Missouri’s application for the federal Rural Health Transformation Program (RHTP) reads like a blueprint for major reform. It promises a “bold and comprehensive vision” that will “fundamentally shift the healthcare experience” for rural Missourians. That kind of language suggests that the state is ready to address long-standing structural barriers to care—and to the credit of those who wrote the application, it does identify many of the right problems.
A portion of the federal funding approved in the One Big Beautiful Bill last summer was designed to help states expand access, improve outcomes, and rethink how care is delivered in rural communities that have long struggled with provider shortages and limited infrastructure. As I’ve written many times before, Missouri, with large rural regions and persistent access challenges, is an obvious candidate for that kind of transformation.
But when you get to Appendix 1 (page 56), where Missouri outlines its actual policy commitments, the tone changes.
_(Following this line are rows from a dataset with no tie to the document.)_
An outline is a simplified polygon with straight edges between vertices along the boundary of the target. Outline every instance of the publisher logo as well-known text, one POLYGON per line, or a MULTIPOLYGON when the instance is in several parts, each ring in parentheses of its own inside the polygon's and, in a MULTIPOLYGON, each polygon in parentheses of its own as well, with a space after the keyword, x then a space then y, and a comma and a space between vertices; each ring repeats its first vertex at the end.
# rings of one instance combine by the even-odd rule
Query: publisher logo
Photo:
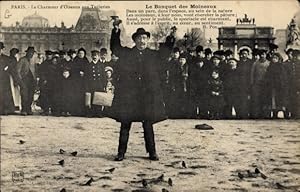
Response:
POLYGON ((23 171, 13 171, 12 172, 12 181, 13 182, 23 182, 24 181, 24 172, 23 171))

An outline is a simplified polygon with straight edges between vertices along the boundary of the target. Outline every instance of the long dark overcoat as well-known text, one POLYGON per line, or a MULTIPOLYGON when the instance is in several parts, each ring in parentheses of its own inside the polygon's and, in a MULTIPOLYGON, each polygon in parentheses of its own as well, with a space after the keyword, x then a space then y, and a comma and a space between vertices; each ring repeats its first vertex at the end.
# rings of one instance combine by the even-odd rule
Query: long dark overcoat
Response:
POLYGON ((16 61, 13 61, 10 57, 0 55, 0 115, 15 111, 9 77, 10 75, 15 76, 15 63, 16 61))
POLYGON ((115 67, 115 96, 111 117, 119 122, 157 123, 165 120, 161 81, 163 70, 157 51, 120 48, 115 67))

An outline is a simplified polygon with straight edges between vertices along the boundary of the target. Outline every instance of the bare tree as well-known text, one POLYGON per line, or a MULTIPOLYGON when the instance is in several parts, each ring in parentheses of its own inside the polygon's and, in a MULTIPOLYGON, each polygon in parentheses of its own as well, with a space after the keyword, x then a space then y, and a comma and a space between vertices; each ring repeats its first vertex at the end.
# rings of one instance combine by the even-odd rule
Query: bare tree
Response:
POLYGON ((207 44, 204 33, 199 28, 193 28, 187 32, 183 38, 179 39, 176 43, 178 47, 183 50, 187 48, 195 49, 198 45, 205 46, 207 44))
POLYGON ((171 31, 171 27, 171 24, 157 25, 155 29, 151 32, 154 42, 160 42, 162 41, 162 39, 165 40, 166 36, 168 36, 171 31))

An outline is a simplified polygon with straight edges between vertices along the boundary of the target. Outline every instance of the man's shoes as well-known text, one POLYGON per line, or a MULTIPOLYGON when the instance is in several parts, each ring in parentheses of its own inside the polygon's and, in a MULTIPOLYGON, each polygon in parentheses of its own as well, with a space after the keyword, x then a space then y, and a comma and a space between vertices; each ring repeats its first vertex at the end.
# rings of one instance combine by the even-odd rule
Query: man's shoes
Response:
POLYGON ((25 111, 21 112, 22 116, 27 116, 27 113, 25 111))
POLYGON ((115 161, 123 161, 124 157, 124 153, 118 153, 118 155, 115 157, 115 161))
POLYGON ((27 112, 28 115, 33 115, 32 111, 27 112))
POLYGON ((151 161, 158 161, 159 160, 158 155, 156 153, 150 153, 149 154, 149 159, 151 161))

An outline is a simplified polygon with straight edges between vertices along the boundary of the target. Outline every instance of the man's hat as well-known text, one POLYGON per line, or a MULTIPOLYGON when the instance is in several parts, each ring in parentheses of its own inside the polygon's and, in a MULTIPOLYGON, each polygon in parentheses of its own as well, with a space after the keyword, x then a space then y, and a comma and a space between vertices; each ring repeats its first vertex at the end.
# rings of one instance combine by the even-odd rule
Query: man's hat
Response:
POLYGON ((59 51, 59 55, 65 55, 65 54, 66 54, 66 51, 64 51, 64 50, 59 51))
POLYGON ((91 51, 91 54, 92 54, 92 55, 94 55, 94 54, 98 54, 98 55, 99 55, 99 54, 100 54, 100 51, 98 51, 98 50, 95 49, 95 50, 92 50, 92 51, 91 51))
POLYGON ((213 59, 219 59, 219 60, 221 60, 221 57, 219 55, 213 55, 211 57, 211 60, 213 60, 213 59))
POLYGON ((227 50, 225 51, 225 55, 226 55, 226 56, 233 55, 233 52, 232 52, 230 49, 227 49, 227 50))
POLYGON ((52 54, 53 57, 59 57, 59 51, 53 51, 52 54))
POLYGON ((171 30, 177 31, 177 27, 174 25, 173 27, 171 27, 171 30))
POLYGON ((69 49, 68 55, 71 55, 71 54, 73 54, 73 53, 76 53, 76 51, 75 51, 74 49, 69 49))
POLYGON ((293 51, 294 51, 294 49, 292 49, 292 48, 289 48, 288 50, 286 50, 286 51, 285 51, 285 53, 286 53, 286 54, 290 54, 290 52, 292 52, 292 53, 293 53, 293 51))
POLYGON ((261 55, 261 54, 264 54, 264 53, 267 53, 268 51, 266 49, 259 49, 258 50, 258 54, 261 55))
POLYGON ((15 55, 15 54, 19 53, 19 49, 17 49, 17 48, 12 48, 12 49, 9 51, 9 53, 10 53, 11 55, 15 55))
POLYGON ((210 49, 210 48, 206 48, 206 49, 204 50, 204 54, 205 54, 205 55, 212 54, 211 49, 210 49))
POLYGON ((199 52, 201 52, 201 51, 203 51, 203 47, 202 47, 201 45, 198 45, 198 46, 196 47, 196 52, 199 53, 199 52))
POLYGON ((225 52, 223 50, 217 50, 214 52, 214 55, 222 56, 222 55, 225 55, 225 52))
POLYGON ((187 53, 182 53, 180 54, 179 58, 184 58, 184 59, 187 59, 189 56, 187 53))
POLYGON ((293 50, 293 57, 297 57, 298 55, 300 55, 300 50, 299 49, 294 49, 293 50))
POLYGON ((270 48, 270 50, 278 49, 278 45, 276 45, 274 43, 270 43, 269 48, 270 48))
POLYGON ((150 38, 150 33, 146 31, 144 28, 138 28, 135 33, 132 34, 132 39, 135 40, 135 38, 139 35, 147 35, 148 38, 150 38))
POLYGON ((33 53, 34 53, 34 52, 36 52, 36 51, 34 50, 34 47, 30 47, 30 46, 29 46, 29 47, 27 48, 27 50, 25 50, 25 52, 33 52, 33 53))
POLYGON ((246 51, 247 53, 250 52, 249 49, 244 48, 244 49, 241 49, 241 50, 240 50, 239 55, 242 54, 242 52, 244 52, 244 51, 246 51))
POLYGON ((110 16, 112 20, 114 20, 113 25, 120 25, 122 23, 122 20, 119 18, 119 16, 110 16))
POLYGON ((107 54, 107 49, 106 48, 101 48, 100 53, 101 54, 107 54))
POLYGON ((58 54, 54 54, 53 57, 52 57, 52 60, 53 59, 57 59, 57 58, 59 58, 59 55, 58 54))
POLYGON ((46 55, 52 55, 52 51, 46 50, 46 51, 45 51, 45 54, 46 54, 46 55))
POLYGON ((186 51, 187 51, 188 53, 190 53, 190 52, 194 52, 195 49, 193 49, 192 47, 188 47, 186 51))
POLYGON ((78 49, 77 53, 79 53, 80 51, 83 51, 84 54, 86 55, 86 50, 85 50, 83 47, 80 47, 80 48, 78 49))
POLYGON ((273 53, 271 58, 273 58, 273 57, 278 57, 279 61, 282 61, 282 59, 283 59, 282 56, 280 55, 280 53, 273 53))
POLYGON ((0 42, 0 49, 3 49, 3 48, 5 48, 4 43, 0 42))
POLYGON ((176 53, 176 52, 180 52, 180 49, 178 47, 173 48, 173 53, 176 53))
POLYGON ((237 60, 236 58, 229 58, 229 59, 227 60, 227 62, 229 62, 229 61, 235 61, 235 62, 238 62, 238 60, 237 60))
POLYGON ((107 72, 107 71, 111 71, 111 72, 113 72, 114 70, 113 70, 113 68, 112 68, 112 67, 110 67, 110 66, 106 66, 106 67, 104 68, 104 71, 105 71, 105 72, 107 72))

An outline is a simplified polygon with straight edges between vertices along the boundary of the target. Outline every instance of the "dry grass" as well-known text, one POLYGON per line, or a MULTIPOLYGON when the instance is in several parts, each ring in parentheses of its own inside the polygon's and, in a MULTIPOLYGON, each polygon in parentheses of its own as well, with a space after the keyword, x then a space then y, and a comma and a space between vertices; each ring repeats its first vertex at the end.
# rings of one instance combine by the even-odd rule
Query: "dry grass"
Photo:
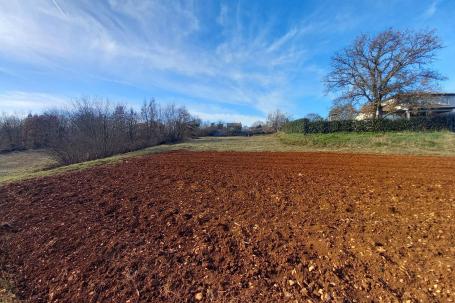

Take certificate of need (CON) laws. Instead of proposing reforms, the state spends its time disputing outside criticism, arguing that a report from the Cicero Institute “inaccurately claims” Missouri’s CON program is overly restrictive and that critics “overstate Missouri’s regulatory reach and understate its flexibility.” The focus shifts away from change and toward claiming the current framework really isn’t that bad.
The same pattern shows up on scope of practice (which procedures certain healthcare professionals are allowed to perform). Rather than committing to specific changes, the state says it will “reassess our current scope of practice laws” and “identify the optimal legislative and regulatory changes” at some point in the future. The emphasis remains on further review rather than action.
These are only a few of many examples that make the contrast in this application so striking. The front half lays out a vision built on “innovation,” “transformation,” and system-wide change. But the appendix, where commitments actually matter, falls back on the status quo.
It is true that the federal government bought into that vision. Missouri was awarded significant funding through this program, with the expectation that the state would follow through on what it proposed to improve access in rural communities. The application suggests that the state understands the problem. The commitments, however, raise questions about whether state leaders are serious about implementing real solutions.
As Missouri begins spending the RHTP funds it receives over the next five years, taxpayers should pay close attention to how closely the state’s actions align with its stated vision.